Saturday, March 7, 2009

TeX parsing: TeXpp

In the project I'm currently working on we need to do some automatic transformation of LaTeX documents. The most important requirement is simple: never break neither meaning nor formatting of the document. Unfortunately this requirement is also the most difficult to fulfill.

In spite of big popularity of TeX there are not so many libraries for parsing it and none of that libraries fulfill stated requirement. The reason for it is simple: TeX format is extremely hard to parse because its grammar is context-dependent. You can never be sure about meaning of any given character without parsing and executing all commands in the document before that character.

The first attempt was to use LaTeX::TOM perl module and it somehow worked, but with many bugs and limitations. Then there was an idea to modify original tex program to extract information we need but it turned out to be non-manageable task in reasonable timeframe. It seems that not so many people are dare enough to touch that code: not only it is written in not-so-popular and somehow cryptic pseudo pascal, but the whole organization of the code is very different from modern programs.
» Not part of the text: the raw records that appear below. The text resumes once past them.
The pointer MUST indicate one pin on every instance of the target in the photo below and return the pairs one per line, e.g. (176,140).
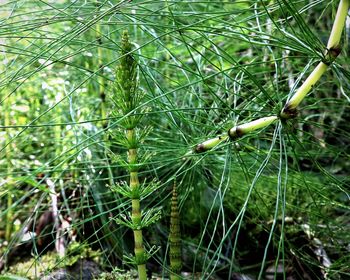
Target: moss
(33,267)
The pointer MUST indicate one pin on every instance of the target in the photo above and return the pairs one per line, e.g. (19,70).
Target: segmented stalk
(8,152)
(289,110)
(126,99)
(175,238)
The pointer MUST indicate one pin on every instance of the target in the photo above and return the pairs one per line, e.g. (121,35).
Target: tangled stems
(175,238)
(126,98)
(289,110)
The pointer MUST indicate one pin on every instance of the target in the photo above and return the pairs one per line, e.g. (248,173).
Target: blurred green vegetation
(272,204)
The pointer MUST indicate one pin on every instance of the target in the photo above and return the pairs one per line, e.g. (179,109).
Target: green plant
(127,99)
(175,253)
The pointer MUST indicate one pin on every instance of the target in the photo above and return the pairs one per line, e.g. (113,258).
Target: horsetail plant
(127,100)
(289,110)
(175,238)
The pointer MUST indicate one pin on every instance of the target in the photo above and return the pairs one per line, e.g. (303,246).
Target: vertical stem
(101,85)
(175,239)
(135,205)
(9,214)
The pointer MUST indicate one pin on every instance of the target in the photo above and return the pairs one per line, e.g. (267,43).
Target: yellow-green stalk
(8,152)
(175,238)
(235,132)
(126,99)
(243,129)
(209,144)
(289,110)
(101,81)
(332,51)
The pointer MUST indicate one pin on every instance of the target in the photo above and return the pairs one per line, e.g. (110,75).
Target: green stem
(8,150)
(135,206)
(240,130)
(338,26)
(332,51)
(289,110)
(175,238)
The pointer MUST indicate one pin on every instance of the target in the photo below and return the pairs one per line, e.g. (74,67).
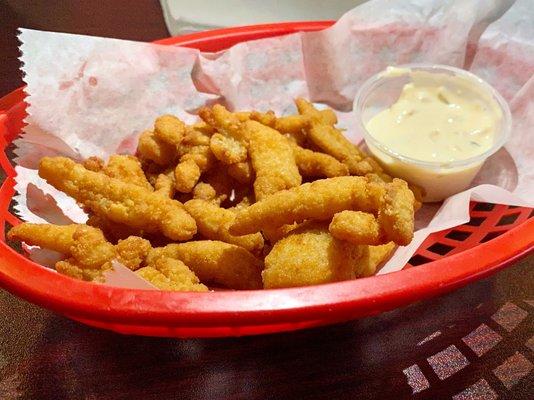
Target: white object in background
(183,16)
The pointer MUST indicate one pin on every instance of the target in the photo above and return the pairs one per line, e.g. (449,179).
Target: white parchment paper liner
(93,96)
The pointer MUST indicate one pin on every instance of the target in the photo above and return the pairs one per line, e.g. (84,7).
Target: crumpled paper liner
(93,96)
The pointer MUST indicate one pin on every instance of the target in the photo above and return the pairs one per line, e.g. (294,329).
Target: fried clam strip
(215,262)
(314,164)
(87,250)
(331,141)
(118,201)
(127,169)
(171,274)
(357,227)
(372,257)
(213,223)
(320,200)
(149,148)
(272,159)
(169,129)
(309,255)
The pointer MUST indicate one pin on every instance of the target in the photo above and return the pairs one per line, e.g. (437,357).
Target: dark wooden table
(478,340)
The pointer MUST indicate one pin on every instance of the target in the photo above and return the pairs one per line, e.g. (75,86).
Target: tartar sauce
(434,123)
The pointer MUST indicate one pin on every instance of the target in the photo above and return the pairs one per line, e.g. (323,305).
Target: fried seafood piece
(224,121)
(47,236)
(88,252)
(356,227)
(321,199)
(112,231)
(169,129)
(164,185)
(215,262)
(242,172)
(186,175)
(309,256)
(314,164)
(396,216)
(227,150)
(171,274)
(272,159)
(95,164)
(150,148)
(127,169)
(204,191)
(213,223)
(372,257)
(318,200)
(117,201)
(331,141)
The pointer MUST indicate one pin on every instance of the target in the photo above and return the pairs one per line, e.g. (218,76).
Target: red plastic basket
(496,236)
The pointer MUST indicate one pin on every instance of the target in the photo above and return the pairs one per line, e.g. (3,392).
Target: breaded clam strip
(318,200)
(315,164)
(171,274)
(47,236)
(213,223)
(215,262)
(118,201)
(169,129)
(372,257)
(127,169)
(272,159)
(332,141)
(307,256)
(396,216)
(356,227)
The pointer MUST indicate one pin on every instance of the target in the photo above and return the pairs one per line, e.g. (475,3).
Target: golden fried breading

I'm not saying its bad, but its very unfamiliar and hard to work with for modern programmers.

So I've decided to implement my own solution. For now I have a lexer and a parser that builds basic document tree for tex documents. Currently only a few TeX commands are supported (actually the whole list is: \relax, \par, \show and \let) but the framework is ready and new commands can (and will) be added very easily. The resulting document tree allows reconstruction of original source document as well as modifying parts of it.

Today I've released the whole code at http://code.google.com/p/texpp/. How that code can be used ? Think about full intelligent TeX code completion, online error detection, TeX debugging, etc. Kile developers ?